Yo conocí a Maradona a través de los ojos de mi hijo. Era el año 86, él tenía apenas 5 años y aporreaba sin piedad las paredes de su cuarto con un balón que dejaba sus negras huellas en la pared y una infinitud de objetos rotos que encendían en mí una justa cólera. En su pequeña cabecita él no era quien era; era Maradona y estaba asestando, vengando, asesinando a los insoportables ingleses que se habían llevado Las Malvinas, porque el fútbol y la historia son su debilidad. Además era el 10, el mejor, el pibe de oro según chapurreaba, y el mundo se construía o se perdía según la voluntad del Pelusa y según los partidos de fútbol del Mundial de México en una suerte de alucinación colectiva que compartía con, creo, todo el mundo. Pasó el tiempo, su interés disminuyó pero nunca la admiración por el talento del Pelusa que hacía que comprara revistas y leyera entrevistas que dejaba tiradas, como al desgaire, por el piso, lo que obligaba a que su mamá, escoba en mano, consumiera aún sin querer noticias sobre el dios argentino y se familiarizara y trastornara con sus prodigiosas hazañas en el fútbol y sus aplastantes derrotas en la vida.

Hoy Maradona ha vuelto a ser noticia. Desde Asia a América Latina, pasando por África y Europa, el mundo ha estado en vilo, como si fuera un familiar cercano, pendiente de su enfermedad, y los medios muestran gentes que oran en lugares tan lejanos del planeta como la India y hablan de multitudes más cercanas que guardan vigilia junto a la Clínica Suizo-Argentina en Buenos Aires, sin importar si es de día o de noche, solo atentas al menor movimiento de los labios del médico de Maradona.

Un fenómeno así me ha obligado a preguntarme qué tiene este hombre que aunque llegó a la cumbre del éxito y llevó al delirio a su pueblo, también junto a su genial arte posee un extraño talento para autodestruirse. Cuando aún la humanidad aplaudía sus goles, los medios mostraban sus agudas flaquezas al mostrarlo drogadicto, camorrista, irresponsable como padre y esposo, enredado en una vida caótica y desordenada.

¿Por qué el pueblo muestra un corazón de madre con él? ¿Por qué olvida sus debilidades, sus errores y recuerda solo sus glorias de tal manera que expresa en pancartas y grafitos frases tan alucinantes como: “Jesús en el cielo, Maradona en la tierra”, “Diego, siempre vivirás, Dios no quiere competencia”, “Si Diego se resfría, la Argentina estornuda”, “Si Diego se muere, todo se funde”, “Fuerza Diego, respiramos por vos”, “Si se muere, Argentina perderá algo demasiado grande”. Y hasta en tono tanguero, nostálgico: “Sin vos, ¿qué nos queda?”. ¿Qué es lo que hace que un hombre que brilló como un sol en el fútbol de los ochenta y que luego cayó en las tinieblas de su vida personal amerite las lágrimas, el pensamiento, las súplicas y la preocupación de todo un pueblo y de millones en el mundo?

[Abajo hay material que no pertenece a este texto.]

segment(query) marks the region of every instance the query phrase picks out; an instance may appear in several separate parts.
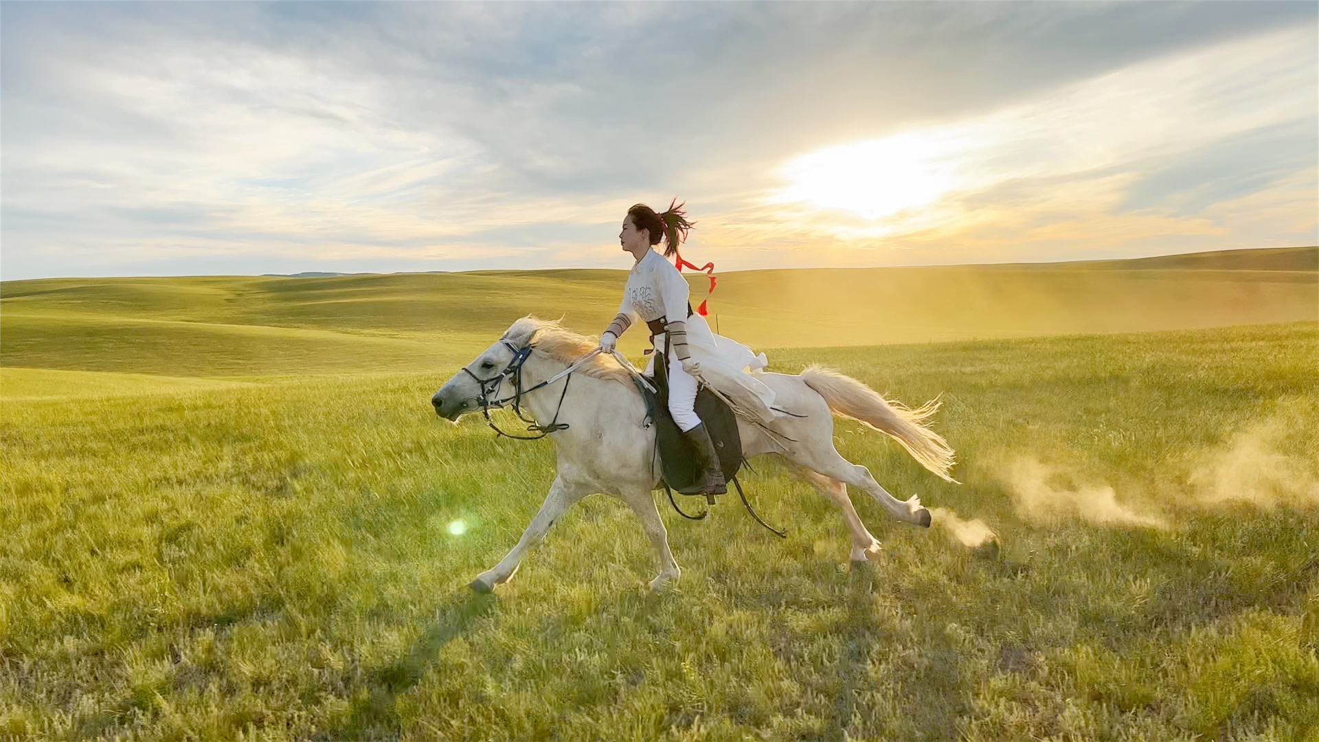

Mahoma decía que aquel que hace reír al pueblo merece el paraíso. Quizá una de las claves la dio César la Paglia, jugador del Tenerife: “Para nosotros Maradona es la persona que más alegrías ha dado a nuestro país. Una persona que te hace sentir tan bien, le coges cariño, admiración”. También, la identificación. La gente se identifica con un hombre nacido del barro que llegó a la cumbre y también con sus debilidades. La gente recuerda el orgullo, la autoestima, la admiración que le generó, el sentido de pertenencia y de identidad. La gente lo ve como la posibilidad de que cualquiera, uno como ellos, también puede llegar, y sus vicios son solo una demostración de que es humano, demasiado humano. Quizá por eso la gente aún lo ama porque mostró con absoluta transparencia y sin hipocresía la condición humana, que todos podemos ser ángeles y demonios a la vez.